P534 Qualitative perspectives of parent and child participants from a trial of faecal microbiota transplant for paediatric ulcerative colitis

J. Popov1,2, E. Hartung1, L. Hill1,3, U. Chauhan4, N. Pai1,5, McMaster Paediatric FMT Research Program

1Division of Gastroenterology and Nutrition, Department of Paediatrics, McMaster University, Hamilton, Canada, 2College of Medicine and Health, University College Cork, Cork, Ireland, 3Department of Exercise Science and Sports Medicine, University of Cape Town, Cape Town, South Africa, 4Division of Gastroenterology and Hepatology, Department of Medicine, McMaster University, Hamilton, Canada, 5Department of Medicine, Farncombe Family Digestive Health Research Institute, McMaster University, Hamilton, Canada

Background

Faecal microbiota transplant (FMT) is being studied across a range of therapeutic indications including ulcerative colitis (UC). Pediatric patients may have unique perspectives on microbiome-based therapeutics given their younger age, fewer comorbidities, and greater susceptibility to microbial influences.
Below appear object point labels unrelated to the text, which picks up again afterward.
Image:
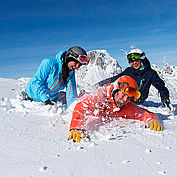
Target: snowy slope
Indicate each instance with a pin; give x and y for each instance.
(33, 140)
(101, 65)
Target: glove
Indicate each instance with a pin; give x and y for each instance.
(48, 102)
(168, 105)
(154, 125)
(76, 134)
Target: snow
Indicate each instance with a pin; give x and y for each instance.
(34, 143)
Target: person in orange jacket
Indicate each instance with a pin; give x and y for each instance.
(109, 102)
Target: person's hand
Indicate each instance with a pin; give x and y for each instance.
(154, 125)
(168, 105)
(76, 135)
(48, 102)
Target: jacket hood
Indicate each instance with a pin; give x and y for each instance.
(61, 56)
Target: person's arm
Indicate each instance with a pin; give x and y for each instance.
(109, 80)
(114, 78)
(150, 119)
(71, 90)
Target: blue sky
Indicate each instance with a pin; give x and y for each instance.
(33, 30)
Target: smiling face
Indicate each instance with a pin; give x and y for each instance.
(136, 64)
(121, 99)
(72, 65)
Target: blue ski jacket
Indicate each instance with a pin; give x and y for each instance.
(145, 76)
(48, 81)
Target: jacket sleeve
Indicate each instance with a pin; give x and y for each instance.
(135, 112)
(159, 84)
(40, 79)
(88, 106)
(71, 91)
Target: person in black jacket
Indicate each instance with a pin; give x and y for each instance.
(144, 75)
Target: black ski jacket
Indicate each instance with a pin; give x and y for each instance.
(144, 78)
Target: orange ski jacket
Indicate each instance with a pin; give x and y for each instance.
(100, 104)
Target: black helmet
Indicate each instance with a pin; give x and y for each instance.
(77, 54)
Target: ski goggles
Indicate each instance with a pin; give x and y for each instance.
(132, 93)
(134, 56)
(84, 60)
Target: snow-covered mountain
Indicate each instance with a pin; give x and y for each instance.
(169, 75)
(33, 137)
(101, 65)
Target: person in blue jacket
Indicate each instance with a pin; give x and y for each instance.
(144, 75)
(55, 74)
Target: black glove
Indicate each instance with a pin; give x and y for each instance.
(168, 105)
(48, 102)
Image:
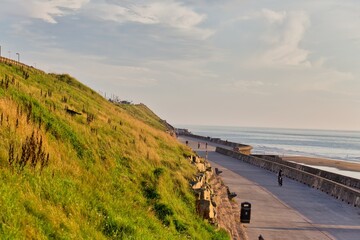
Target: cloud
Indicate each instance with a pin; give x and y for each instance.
(42, 9)
(166, 13)
(283, 36)
(287, 50)
(272, 16)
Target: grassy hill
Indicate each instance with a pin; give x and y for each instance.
(76, 166)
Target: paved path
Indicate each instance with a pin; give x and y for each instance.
(293, 211)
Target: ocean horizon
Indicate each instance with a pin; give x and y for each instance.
(333, 144)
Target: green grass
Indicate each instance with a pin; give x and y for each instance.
(118, 176)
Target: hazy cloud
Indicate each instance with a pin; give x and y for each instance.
(287, 50)
(42, 9)
(165, 13)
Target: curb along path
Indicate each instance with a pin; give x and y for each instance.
(293, 211)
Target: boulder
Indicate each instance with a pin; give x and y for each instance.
(205, 209)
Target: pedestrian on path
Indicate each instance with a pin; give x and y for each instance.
(280, 177)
We recently conducted the first randomised-controlled trial (RCT) of FMT for pediatric UC (PediFETCh Trial) and conducted qualitative interviews of child participants and their parents. This study aims to describe the experiences and perceptions of these children who received FMT, and their parents.

Methods

Participants in the PediFETCh Trial (ClinicalTrials.gov: NCT02487238) were invited to participate in face-to-face, semi-structured interviews. Interviews were audiotaped, transcribed, and analyzed using open coding (NVivo 12 Pro).

Results

8 pediatric participants and 8 parents were interviewed. Data were summarised across 4 domains and 11 composite themes (Table 1). Most children and parents saw FMT as a ‘safe, natural’ treatment. Prior to enrollment, children were concerned about receiving ‘someone else’s poo’ and potential physical discomfort, while parents were concerned about transmission of enteric infections and psychiatric diseases. Both groups felt their decision to pursue FMT was influenced by frustration with lack of response to medications, and fear of medication-related side effects. Following completion of the study, most children and parents had no concerns about potential side effects of FMT, and children reported feeling ‘completely normal’. Children were split between preferring FMT or medication therapies. The convenience of medications was valued, while others favoured FMT for its symptomatic improvement and perceived naturality. It was noted that some alternative healthcare practitioners did not support patients’ desire to pursue FMT.

Conclusion

Our study offers valuable insight into the experiences of receiving FMT in pediatric participants and their parents. This data suggest a high rate of acceptance and interest in FMT-based therapeutics in this population and offers strategies to improve the delivery of FMT in future pediatric-focused RCTs.